Network topologies can be used to enrich for relevant interactions. Two hypothetical pairs of interacting proteins, V–W and X–Y are shown. The promiscuities of the proteins are equal in both examples. In the top panel, there is no alternative path from V to W. In the bottom panel, the existence of several alternative paths with short path lengths between X and Y lends a higher confidence to this interaction than to the interaction of V and W.

LIMITATIONS OF THE Y2H SYSTEM

Many natural protein–protein interactions cannot be detected using the Y2H method. Some proteins do not interact in the environment of the yeast nucleus, such as proteins of the secretory compartments that require oxidative conditions or glycosylation for proper folding. Integral membrane proteins are unlikely to work in the context of reconstituted transcription factor. Many interactions are triggered by post-translational modifications not available in yeast. Other proteins, such as active tyrosine kinases, are toxic to yeast when expressed to high levels, and cannot be used as baits. For these reasons, the rate of interactions not detectable by the Y2H is substantial (e.g. [18, 53]).
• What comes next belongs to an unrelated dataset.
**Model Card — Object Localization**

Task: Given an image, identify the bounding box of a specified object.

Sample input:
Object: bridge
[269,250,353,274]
Rajagopala et al. [54] estimated that their array-based Y2H screens found only 23% of previously known interactions involving motility proteins of Treponema pallidum. When data from another screen in Campylobacter jejuni were added, this fraction rose to 33%. However, many additional interactions were found.
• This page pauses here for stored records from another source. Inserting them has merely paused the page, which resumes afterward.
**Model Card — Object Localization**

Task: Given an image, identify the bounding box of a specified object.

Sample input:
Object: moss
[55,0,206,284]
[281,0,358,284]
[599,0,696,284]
But at least within the limits of the method, it would be desirable that screens be exhaustive, i.e. that they identify all interactions that can be identified by use of the Y2H method. Screens of pooled libraries can only asymptotically approximate saturation. Given that those libraries have complexities of several millions, and weakly expressed proteins are underrepresented, most screens are subsaturating. In contrast, array-based Y2H screens can theoretically be comprehensively screened. However, comparisons of the presently available data sets for yeast (see Figure 3 for an example) [17, 18, 53], fly [22, 31, 32] and man [55] show that in all cases, the overlap of interacting data is minimal, mainly due to the fact that most of the screens are far from exhaustive. Moreover, variations in the details of the Y2H protocol, such as the vectors used, the nature of the re-constituted transcription factor and the libraries screened, have a great impact on the interactions that can be retrieved. Evidently, due to the relatively low detection rate of the Y2H system, other methods will be needed to approach the complete mapping of human proteome, or that of model organisms. Apart from biochemical fractionation of protein complexes followed by mass spectrometry to analyse their components, several other methods may be apt for the task.
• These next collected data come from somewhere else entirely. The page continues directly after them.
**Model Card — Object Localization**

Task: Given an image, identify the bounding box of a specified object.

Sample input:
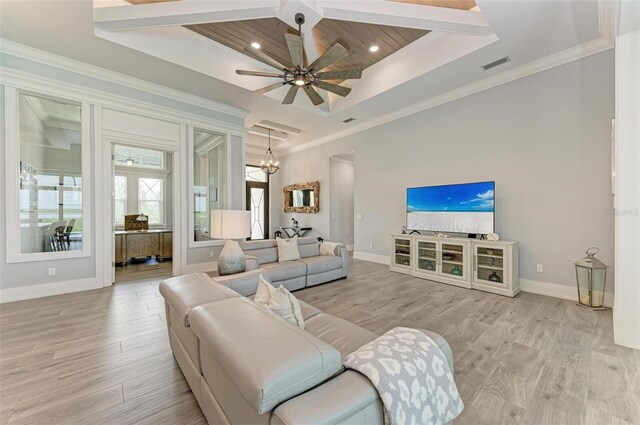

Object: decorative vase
[488,271,502,283]
[451,265,463,276]
[217,240,246,276]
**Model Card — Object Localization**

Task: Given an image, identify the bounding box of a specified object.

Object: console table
[277,226,312,238]
[390,234,519,297]
[115,230,173,266]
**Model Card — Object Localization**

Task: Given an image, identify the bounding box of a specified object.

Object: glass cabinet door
[474,245,506,286]
[416,240,438,274]
[393,238,412,268]
[440,242,466,279]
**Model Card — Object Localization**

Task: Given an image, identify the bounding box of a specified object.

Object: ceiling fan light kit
[236,13,362,107]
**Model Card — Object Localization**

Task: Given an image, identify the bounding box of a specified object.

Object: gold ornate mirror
[283,181,319,213]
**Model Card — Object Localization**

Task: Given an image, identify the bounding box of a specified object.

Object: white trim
[353,251,391,265]
[0,277,101,303]
[520,278,614,308]
[0,38,248,120]
[281,36,614,157]
[184,261,217,274]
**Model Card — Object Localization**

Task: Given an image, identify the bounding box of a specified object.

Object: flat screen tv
[406,181,495,234]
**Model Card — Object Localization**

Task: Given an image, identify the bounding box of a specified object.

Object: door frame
[99,133,183,286]
[246,180,270,240]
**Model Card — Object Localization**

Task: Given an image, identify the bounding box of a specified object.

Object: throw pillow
[254,275,305,329]
[276,236,301,262]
ADDING EDGES: ALTERNATIVE PROTEIN INTERACTION ASSAYS

At the time of inception of the Y2H method, arrayed libraries were not available for screening in pair-wise interaction tests. Interacting protein pairs had to be isolated from complex mixtures of proteins or from complex libraries, and one of the great advantages of Y2H screening compared to other interaction tests was its ability to enrich for clones of interacting proteins from a large pool. The availability of ORFeome collections and the development of methods that allow thousands of pair-wise interaction tests in parallel make this advantage somewhat obsolete. Additional methods now become applicable to matrix-type interaction screens, although their advantages or disadvantages will only become clearer when more data is available. Three of them are discussed subsequently.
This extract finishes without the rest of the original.